Interpretive Summary: Evapotranspiration (ET) is an important component in water-balance models and irrigation scheduling routines. A standardized method of estimating reference ET has been developed, but it is a complex method to use and requires a variety of weather parameters to be measured. The required weather data are oftentimes unavailable or unreliable, however, and alternative reference ET methods which are simpler to use and require less data are needed. Agricultural engineers with the USDA ARS Crop Production Systems Research Unit and Mississippi State University in Stoneville, Mississippi evaluated three simpler alternative methods of estimating reference ET under the humid conditions in Mississippi. One method, which requires only measurements of air temperature, provided estimates close to those from the more complex standardized method. This simpler method would be appropriate for use if the complete set of weather data was unavailable, or if a computationally simpler method was desired. This method may be an option and should be evaluated in other similar humid regions as an alternate method for models or irrigation scheduling programs which require reference ET estimates.

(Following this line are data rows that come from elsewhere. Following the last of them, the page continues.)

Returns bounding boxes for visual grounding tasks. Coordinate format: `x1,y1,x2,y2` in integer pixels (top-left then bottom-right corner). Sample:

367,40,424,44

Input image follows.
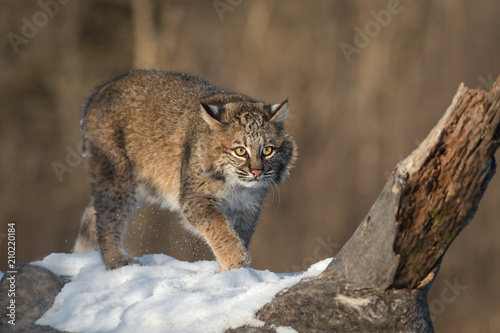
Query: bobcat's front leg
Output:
181,197,250,271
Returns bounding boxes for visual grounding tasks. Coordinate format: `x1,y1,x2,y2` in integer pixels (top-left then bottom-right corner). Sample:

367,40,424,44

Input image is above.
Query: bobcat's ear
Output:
269,99,288,123
200,103,222,130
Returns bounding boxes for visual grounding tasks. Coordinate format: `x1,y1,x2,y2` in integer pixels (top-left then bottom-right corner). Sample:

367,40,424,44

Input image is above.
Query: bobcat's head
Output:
201,101,297,187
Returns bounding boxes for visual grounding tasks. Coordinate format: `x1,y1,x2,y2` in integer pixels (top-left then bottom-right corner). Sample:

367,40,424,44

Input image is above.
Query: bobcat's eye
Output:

Technical Abstract: Evapotranspiration is an important component in water-balance and irrigation scheduling models. While the FAO-56 Penman-Monteith method has become the de facto standard for estimating reference evapotranspiration (ETo), it is a complex method requiring several weather parameters. Required weather data are oftentimes unavailable, and alternative methods must be used. Three alternative ETo methods, the FAO-56 Reduced Set, Hargreaves, and Turc methods, were evaluated for use in Mississippi, a humid region of the USA, using only measurements of air temperature. The Turc equation, developed for use with measured temperature and solar radiation, was tested with estimated radiation and found to provide better estimates of FAO-56 ETo than the other methods. Mean bias errors of 0.75, 0.28, and -0.19 mm, mean absolute errors of 0.92, 0.68, and 0.62 mm, and percent errors of 22.5, 8.5, and -5.7% were found for daily estimates for the FAO-56 Reduced Set, Hargreaves, and Turc methods, respectively.